Falaremos dos shows do Papa Poluição. Depoimentos a respeito das tantas histórias que vivemos nos palcos e bastidores serão bem-vindos. Novas fotos dos acervos pessoais serão reveladas.
Esta que você vê acima, por exemplo, mostra uma apresentação do grupo no teatro - na época recém-inaugurado - do Sesc Anchieta, em São Paulo. (No click, este que vos tecla, Bill e Penna.) x
As performances do Papa eram movimentadas e divertidas. Melhoravam conforme as adversidades que tínhamos que superar. Uma de nossas mais vibrantes apresentações aconteceu em um pequeno teatro de São Paulo, depois que descobrimos que o público daquela noite se resumia a sete pessoas. Aquilo mexeu com nossos brios. Um de nós bateu no espelho do camarim, que se espatifou. Como uma equipe que entra em campo para uma partida difícil, decidimos que aquele seria um grande show. Entramos em cena com todo gás, como se estivéssemos tocando e cantando para uma multidão. Para aquelas sete pessoas deve ter valido o preço do ingresso. Para o grupo, valeu ter dado o melhor de nós quando teria sido compreensível - e usual em casos semelhantes - simplesmente suspender o espetáculo.

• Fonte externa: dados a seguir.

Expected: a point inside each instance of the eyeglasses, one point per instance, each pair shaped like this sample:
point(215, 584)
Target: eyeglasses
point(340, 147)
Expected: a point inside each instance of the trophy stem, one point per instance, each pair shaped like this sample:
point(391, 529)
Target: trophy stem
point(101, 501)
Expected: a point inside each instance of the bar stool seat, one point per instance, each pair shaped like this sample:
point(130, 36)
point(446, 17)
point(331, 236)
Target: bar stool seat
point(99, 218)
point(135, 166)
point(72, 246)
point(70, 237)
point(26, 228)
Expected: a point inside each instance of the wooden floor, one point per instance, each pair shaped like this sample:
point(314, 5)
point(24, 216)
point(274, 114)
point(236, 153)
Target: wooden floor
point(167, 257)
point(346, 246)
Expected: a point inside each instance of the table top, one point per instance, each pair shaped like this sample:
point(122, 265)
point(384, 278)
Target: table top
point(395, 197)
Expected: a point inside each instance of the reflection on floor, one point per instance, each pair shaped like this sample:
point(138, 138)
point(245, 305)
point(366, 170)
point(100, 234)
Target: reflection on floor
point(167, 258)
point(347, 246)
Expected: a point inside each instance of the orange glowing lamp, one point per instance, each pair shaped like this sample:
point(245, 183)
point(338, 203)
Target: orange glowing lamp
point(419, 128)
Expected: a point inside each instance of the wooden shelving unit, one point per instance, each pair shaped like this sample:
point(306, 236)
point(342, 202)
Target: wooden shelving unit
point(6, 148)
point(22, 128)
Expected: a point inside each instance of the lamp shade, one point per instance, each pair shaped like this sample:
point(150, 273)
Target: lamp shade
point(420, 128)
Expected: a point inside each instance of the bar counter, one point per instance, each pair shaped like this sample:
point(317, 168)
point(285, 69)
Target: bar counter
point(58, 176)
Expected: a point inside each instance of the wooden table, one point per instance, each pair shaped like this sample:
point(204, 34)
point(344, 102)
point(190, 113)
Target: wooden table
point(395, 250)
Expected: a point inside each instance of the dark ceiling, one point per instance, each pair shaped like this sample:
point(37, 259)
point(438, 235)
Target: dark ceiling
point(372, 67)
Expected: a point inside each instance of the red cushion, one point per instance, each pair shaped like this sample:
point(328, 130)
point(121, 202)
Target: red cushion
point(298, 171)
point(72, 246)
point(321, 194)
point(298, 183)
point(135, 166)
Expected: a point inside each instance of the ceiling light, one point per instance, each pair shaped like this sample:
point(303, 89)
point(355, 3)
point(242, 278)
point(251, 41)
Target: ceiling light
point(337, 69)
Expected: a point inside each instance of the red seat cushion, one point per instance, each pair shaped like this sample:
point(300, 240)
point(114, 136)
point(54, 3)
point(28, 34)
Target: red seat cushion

Há também a nossa excursão pelo Nordeste, que é um capítulo à parte. E haverá os depoimentos que a assessoria da Saravá Discos já coletou, de pessoas como Tom Zé, Tetê Espíndola, José Luiz Penna, Vânia Bastos, Augusto de Campos e Décio Pignatari, escritos exclusivamente para o relançamento de Cabelos de Sansão. Todos têm a ver/ouvir com o disco mesmo que indiretamente, como Tom Zé e Décio.
Mas neste Blog o imprevisível também será bem recebido.
Como cantava Johnny Alf em Eu e a brisa: "Que o inesperado faça uma surpresa".
Assim seja.
Tiago Araripe
segunda-feira, 7 de abril de 2008
Notícias do front
O CD Cabelos de Sansão está na fábrica. O velho vinil de 1982 já foi remasterizado. As artes finais da capa e encarte estão prontas. Tudo trabalhado com a qualidade que caracteriza as produções do selo Saravá Discos, de Zeca Baleiro e Rossana Decelso.
A previsão de lançamento?
Confira aqui, na entrevista de Baleiro ao site Alô Música.
quinta-feira, 3 de abril de 2008
No preparo do rojão - A letra
No preparo do rojão
(José Luiz Penna/Tiago Araripe)
Meu sertão tá em plena festa
Comemorando a chegada do São João
As bicicletas passando
No rumo da feira
E o povo no preparo do rojão
E deste lado do mapa
O céu tem estrelas
E o rock perde feio pro baião
Saltei
Por muitas fogueira
Brinquei
Com sua razão
Mexi
No tarrabufado
Pra chamar sua atenção
Como é gostoso o baião.
p
O que seria sua vida sem você?
E como muitos acontecimentos se interligam nessa teia de memórias, lembro de um dos meus filmes prediletos: A felicidade não se compra. Com direção certeira de Frank Capra, conta a história de George Bailey (James Stewart) que, após uma série de decepções, decide pôr fim à própria vida. É quando um providencial anjo adquire forma humana para salvá-lo. Mais do que isso, possibilita a Bailey ver como teria sido a vida das pessoas do seu círculo de relacionamento sem a presença dele. Só então nosso herói pode perceber o quanto é importante para a família, os amigos, a comunidade.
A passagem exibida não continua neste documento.